Il social populista Matteo Renzi, come è giusto che sia in qualsiasi democrazia che si rispetti (l'ironia è volutamente cercata), si è fatto rilasciare un'intervista del  tipo in ginocchio da te dal quotidiano La  Repubblica, organo d'informazione (per l'appunto renziana) posseduto dal compagno De Benedetti.

Nell'intervista, il social populista Renzi esalta ciò che lui ha fatto finora e, come di prassi, assegna al passato tutto ciò che ancora possa essere percepito come negativo. Non solo per quanto riguarda il Governo, ma anche in relazione a ciò che riguarda il partito a cui lui stesso appartiene. E come non credere ad un personaggio come Renzi. Basta vederlo in faccia... non è necessario che parli... è sufficiente solo che accenni ad iniziare un discorso che, subito, chi lo ascolta avrà la sensazione di udire la verità assoluta, il Verbo fatto uomo.

Purtroppo per Renzi, però, il mondo non è fatto di sola Repubblica (intesa come quotidiano).

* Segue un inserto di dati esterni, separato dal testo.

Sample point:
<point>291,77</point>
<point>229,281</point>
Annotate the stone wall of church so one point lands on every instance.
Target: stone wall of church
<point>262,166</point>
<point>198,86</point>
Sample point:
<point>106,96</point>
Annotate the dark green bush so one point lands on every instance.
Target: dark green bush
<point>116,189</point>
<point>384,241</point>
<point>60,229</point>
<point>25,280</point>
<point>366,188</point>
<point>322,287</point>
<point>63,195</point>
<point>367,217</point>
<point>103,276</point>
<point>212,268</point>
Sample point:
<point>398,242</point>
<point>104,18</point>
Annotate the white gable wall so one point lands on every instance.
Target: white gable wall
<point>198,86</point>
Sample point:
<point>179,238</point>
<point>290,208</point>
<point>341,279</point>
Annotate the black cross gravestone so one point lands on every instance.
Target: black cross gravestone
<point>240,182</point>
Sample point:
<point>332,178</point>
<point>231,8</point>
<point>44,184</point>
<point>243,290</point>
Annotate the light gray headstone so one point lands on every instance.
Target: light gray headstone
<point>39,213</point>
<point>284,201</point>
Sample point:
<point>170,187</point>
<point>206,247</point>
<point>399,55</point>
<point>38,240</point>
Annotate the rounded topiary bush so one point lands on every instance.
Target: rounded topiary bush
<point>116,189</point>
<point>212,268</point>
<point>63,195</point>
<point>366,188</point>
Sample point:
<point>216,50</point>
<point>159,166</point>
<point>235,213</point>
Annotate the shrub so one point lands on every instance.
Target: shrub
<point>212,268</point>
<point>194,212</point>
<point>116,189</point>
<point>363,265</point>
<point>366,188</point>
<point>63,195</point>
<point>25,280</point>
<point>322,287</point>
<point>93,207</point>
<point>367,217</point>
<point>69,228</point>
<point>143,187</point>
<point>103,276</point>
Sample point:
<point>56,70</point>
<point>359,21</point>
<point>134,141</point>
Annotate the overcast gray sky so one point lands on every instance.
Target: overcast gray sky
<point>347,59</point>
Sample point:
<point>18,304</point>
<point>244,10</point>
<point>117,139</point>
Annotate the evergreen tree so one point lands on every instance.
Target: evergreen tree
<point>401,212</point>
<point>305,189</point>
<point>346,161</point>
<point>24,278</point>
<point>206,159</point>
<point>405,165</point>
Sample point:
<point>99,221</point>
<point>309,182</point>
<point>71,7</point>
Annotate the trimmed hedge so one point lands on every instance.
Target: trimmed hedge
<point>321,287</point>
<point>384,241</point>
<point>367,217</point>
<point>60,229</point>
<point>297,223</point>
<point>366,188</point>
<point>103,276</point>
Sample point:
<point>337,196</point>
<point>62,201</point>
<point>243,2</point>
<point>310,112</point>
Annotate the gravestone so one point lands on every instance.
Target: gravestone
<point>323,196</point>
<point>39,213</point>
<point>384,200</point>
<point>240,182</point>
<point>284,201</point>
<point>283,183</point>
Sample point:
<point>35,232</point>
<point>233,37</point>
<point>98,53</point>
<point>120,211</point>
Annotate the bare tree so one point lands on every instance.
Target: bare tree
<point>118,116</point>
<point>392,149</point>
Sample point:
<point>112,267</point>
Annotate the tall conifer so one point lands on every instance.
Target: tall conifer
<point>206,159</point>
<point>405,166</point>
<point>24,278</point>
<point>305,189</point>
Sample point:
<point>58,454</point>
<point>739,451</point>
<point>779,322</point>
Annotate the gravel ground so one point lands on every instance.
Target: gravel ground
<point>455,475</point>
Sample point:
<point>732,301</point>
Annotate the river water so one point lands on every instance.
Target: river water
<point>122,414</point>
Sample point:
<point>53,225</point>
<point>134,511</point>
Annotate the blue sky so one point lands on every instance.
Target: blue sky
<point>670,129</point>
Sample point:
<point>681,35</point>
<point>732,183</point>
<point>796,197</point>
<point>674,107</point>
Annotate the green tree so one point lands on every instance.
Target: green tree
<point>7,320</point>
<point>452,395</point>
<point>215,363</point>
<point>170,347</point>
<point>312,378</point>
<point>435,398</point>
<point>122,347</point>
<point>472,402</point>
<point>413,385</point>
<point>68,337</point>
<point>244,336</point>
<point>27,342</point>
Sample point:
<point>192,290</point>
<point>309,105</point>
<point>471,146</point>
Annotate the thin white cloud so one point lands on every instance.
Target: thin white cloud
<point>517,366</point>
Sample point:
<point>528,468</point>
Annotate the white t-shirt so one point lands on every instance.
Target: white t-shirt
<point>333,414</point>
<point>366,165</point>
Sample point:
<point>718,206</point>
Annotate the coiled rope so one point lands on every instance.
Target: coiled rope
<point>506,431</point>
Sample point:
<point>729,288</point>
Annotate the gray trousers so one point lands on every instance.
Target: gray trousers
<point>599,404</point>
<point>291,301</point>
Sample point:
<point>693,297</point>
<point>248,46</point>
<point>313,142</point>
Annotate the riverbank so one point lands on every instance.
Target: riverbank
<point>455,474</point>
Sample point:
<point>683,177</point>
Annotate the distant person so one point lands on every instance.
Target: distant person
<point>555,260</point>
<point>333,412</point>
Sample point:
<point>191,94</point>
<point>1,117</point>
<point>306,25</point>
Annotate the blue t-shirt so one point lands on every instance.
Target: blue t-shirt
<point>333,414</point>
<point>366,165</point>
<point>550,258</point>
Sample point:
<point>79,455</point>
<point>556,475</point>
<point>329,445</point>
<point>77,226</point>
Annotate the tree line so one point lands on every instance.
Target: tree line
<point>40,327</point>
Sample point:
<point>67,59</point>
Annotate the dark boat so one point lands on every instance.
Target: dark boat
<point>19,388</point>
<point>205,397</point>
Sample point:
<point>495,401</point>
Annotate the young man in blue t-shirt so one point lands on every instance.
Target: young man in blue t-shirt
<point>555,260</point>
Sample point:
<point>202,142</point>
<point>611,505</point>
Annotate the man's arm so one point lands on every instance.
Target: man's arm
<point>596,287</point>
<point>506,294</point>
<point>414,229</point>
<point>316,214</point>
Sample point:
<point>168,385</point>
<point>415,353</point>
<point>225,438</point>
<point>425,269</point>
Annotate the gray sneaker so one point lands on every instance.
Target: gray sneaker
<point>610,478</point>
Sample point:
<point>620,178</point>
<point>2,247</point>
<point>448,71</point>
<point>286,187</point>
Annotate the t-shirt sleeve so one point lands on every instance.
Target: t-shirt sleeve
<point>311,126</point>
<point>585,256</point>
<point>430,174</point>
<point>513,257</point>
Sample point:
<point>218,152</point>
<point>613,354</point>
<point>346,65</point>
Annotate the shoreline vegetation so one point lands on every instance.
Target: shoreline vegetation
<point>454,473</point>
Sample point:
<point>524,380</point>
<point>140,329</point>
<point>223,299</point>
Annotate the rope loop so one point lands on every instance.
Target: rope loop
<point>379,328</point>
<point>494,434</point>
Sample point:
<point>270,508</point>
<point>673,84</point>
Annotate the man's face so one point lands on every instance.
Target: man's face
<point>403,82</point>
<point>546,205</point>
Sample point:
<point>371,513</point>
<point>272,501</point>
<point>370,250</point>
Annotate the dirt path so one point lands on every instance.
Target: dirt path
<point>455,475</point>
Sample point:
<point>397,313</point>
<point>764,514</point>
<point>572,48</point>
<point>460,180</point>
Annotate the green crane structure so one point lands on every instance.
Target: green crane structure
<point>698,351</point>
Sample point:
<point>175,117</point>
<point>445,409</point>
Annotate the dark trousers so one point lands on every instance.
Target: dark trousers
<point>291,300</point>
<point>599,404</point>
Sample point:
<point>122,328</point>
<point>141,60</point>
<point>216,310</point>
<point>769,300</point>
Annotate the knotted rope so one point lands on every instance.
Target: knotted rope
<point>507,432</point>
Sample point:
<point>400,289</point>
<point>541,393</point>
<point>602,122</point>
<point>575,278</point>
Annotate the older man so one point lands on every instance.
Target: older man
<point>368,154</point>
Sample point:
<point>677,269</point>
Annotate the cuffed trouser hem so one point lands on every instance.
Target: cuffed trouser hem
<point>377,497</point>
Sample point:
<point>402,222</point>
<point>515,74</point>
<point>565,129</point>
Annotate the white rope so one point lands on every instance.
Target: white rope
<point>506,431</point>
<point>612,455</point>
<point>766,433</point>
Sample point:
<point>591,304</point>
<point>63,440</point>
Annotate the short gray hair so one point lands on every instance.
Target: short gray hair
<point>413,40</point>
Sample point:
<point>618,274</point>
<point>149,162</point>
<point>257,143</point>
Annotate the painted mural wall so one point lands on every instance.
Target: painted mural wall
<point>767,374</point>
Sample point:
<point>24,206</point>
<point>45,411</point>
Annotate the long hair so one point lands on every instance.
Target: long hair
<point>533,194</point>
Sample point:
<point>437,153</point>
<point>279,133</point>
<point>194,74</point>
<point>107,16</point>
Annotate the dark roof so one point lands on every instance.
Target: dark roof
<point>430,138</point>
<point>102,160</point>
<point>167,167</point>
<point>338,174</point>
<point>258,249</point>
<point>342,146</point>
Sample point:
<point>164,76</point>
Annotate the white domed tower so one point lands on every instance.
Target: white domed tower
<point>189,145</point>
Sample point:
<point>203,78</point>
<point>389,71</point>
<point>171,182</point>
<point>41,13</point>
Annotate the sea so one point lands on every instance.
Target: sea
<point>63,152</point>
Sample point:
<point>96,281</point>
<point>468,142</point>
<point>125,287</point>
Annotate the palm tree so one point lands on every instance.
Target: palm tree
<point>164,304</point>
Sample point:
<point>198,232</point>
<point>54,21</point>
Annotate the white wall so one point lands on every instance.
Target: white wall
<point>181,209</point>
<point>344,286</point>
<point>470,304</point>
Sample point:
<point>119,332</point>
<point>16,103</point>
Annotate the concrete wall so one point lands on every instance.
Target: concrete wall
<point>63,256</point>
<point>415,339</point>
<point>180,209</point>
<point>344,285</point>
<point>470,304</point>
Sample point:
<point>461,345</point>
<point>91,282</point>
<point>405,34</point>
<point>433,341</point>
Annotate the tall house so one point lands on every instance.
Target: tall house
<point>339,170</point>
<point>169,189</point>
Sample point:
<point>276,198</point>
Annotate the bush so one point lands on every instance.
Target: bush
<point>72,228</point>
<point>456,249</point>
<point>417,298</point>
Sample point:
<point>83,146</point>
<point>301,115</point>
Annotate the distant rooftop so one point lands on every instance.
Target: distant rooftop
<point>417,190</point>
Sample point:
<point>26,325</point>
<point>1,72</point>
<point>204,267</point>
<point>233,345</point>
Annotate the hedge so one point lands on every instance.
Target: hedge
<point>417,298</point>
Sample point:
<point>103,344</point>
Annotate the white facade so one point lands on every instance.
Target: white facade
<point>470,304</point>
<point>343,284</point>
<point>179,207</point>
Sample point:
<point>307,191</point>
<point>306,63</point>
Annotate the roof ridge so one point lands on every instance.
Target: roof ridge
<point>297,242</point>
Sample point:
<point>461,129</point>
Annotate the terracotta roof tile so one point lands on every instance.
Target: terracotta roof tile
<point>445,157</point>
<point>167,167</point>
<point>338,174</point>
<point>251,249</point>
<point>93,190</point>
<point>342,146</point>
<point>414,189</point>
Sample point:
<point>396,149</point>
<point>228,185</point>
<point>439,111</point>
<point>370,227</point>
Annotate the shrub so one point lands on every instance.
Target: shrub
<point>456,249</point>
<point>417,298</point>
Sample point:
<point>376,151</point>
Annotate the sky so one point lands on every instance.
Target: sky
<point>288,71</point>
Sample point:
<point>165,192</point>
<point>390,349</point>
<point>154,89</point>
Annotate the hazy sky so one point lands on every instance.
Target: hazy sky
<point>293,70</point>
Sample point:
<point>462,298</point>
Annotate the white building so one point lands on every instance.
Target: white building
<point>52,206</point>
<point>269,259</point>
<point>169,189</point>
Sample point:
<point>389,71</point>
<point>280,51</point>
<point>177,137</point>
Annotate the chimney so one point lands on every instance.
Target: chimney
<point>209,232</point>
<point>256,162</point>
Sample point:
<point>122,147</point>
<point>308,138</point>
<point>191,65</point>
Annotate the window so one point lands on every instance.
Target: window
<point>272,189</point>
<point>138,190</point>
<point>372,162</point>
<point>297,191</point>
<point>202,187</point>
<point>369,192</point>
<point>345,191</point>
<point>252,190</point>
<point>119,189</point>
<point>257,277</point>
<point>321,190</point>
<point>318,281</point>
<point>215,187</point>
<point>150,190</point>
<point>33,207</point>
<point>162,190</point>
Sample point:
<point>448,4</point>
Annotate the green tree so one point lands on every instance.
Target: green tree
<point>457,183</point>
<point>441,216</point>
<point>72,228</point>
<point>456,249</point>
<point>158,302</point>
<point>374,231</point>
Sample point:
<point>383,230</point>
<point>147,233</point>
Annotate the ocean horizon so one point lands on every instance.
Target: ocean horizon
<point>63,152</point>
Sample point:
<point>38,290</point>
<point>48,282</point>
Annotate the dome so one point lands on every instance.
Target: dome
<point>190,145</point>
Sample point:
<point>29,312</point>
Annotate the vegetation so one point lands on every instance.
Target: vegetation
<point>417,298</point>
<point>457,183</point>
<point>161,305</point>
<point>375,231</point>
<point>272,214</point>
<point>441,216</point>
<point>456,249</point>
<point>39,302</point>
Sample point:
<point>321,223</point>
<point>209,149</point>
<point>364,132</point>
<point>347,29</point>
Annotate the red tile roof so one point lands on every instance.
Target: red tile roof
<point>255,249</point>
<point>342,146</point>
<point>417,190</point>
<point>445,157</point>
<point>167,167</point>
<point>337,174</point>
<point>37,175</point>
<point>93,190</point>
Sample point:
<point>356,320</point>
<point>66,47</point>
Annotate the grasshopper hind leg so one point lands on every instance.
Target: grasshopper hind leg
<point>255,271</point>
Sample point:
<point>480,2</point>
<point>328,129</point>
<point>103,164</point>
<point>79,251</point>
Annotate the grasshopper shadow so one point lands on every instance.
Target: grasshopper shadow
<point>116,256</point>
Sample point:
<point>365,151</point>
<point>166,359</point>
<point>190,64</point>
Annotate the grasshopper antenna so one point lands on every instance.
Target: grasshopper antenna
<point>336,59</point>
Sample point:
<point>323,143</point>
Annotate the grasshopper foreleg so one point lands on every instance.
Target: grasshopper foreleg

Ad esempio, esiste anche la CGIA di Mestre, perfido esempio di tenacia anti sistema che con i suoi rapporti settimanali tende sempre a riportare alla volgare prosa la poesia che ci viene giornalmente propagandata.

Questa volta la CGIA si occupa della pressione fiscale delle imprese italiane. Nonostante Renzi sia al governo da due anni e nonostante affermi che questa sia stata diminuita, la realtà dice ben altro: "Al netto dei contributi previdenziali, le imprese italiane pagano 98 miliardi di tasse all’anno. Solo le aziende tedesche e quelle francesi, tra i paesi UE, versano in termini assoluti più delle nostre, rispettivamente 131 e 103,6 miliardi di euro, ma va ricordato che la Germania conta una popolazione di 80 milioni di abitanti, la Francia 66 e l’Italia 60".

Sul gettito fiscale totale, il peso della tassazione sulle imprese dell'Italia è pari al 14%, per l'Olanda del 13%, per il Belgio del 12,2%. Per quanto riguarda li altri paesi UE con cui "dovremmo" competere, la  Germania fa segnare l’11,8%, la Spagna il 10,8%, la Francia e il Regno Unito il 10,6%. La media dell'UE è dell’11,4%.

Quindi, come ricorda il coordinatore dell’Ufficio studi della CGIA Paolo Zabeo, nonostante che in Italia "la giustizia civile sia lenta e in molte aree del paese anche poco efficiente, l’eccesso di burocrazia abbia raggiunto livelli difficilmente riscontrabili altrove, la Pubblica amministrazione sia la peggiore pagatrice d’Europa e il deficit logistico-infrastrutturale sia pesantissimo ... gli imprenditori italiani pagano molto di più dei concorrenti europei, ma, per contro, continuano a ricevere servizi di basso livello qualitativo".

Inoltre, è necessario ricordare che l'analisi si basa solo sui dati Eurostat relativi ad Irap, Ires, quota Irpef in capo ai lavoratori autonomi, ritenute su dividendi e interessi e imposte da capital gain.  Va considerato, però, che l’istituto di statistica europeo non considera altre forme di prelievo fiscale come Imu/Tasi, tributo sulla pubblicità, tasse sulle auto pagate dalle imprese, accise, diritti camerali...

Pertanto, è evidente che il risultato del rapporto risulta oltretutto sottostimato.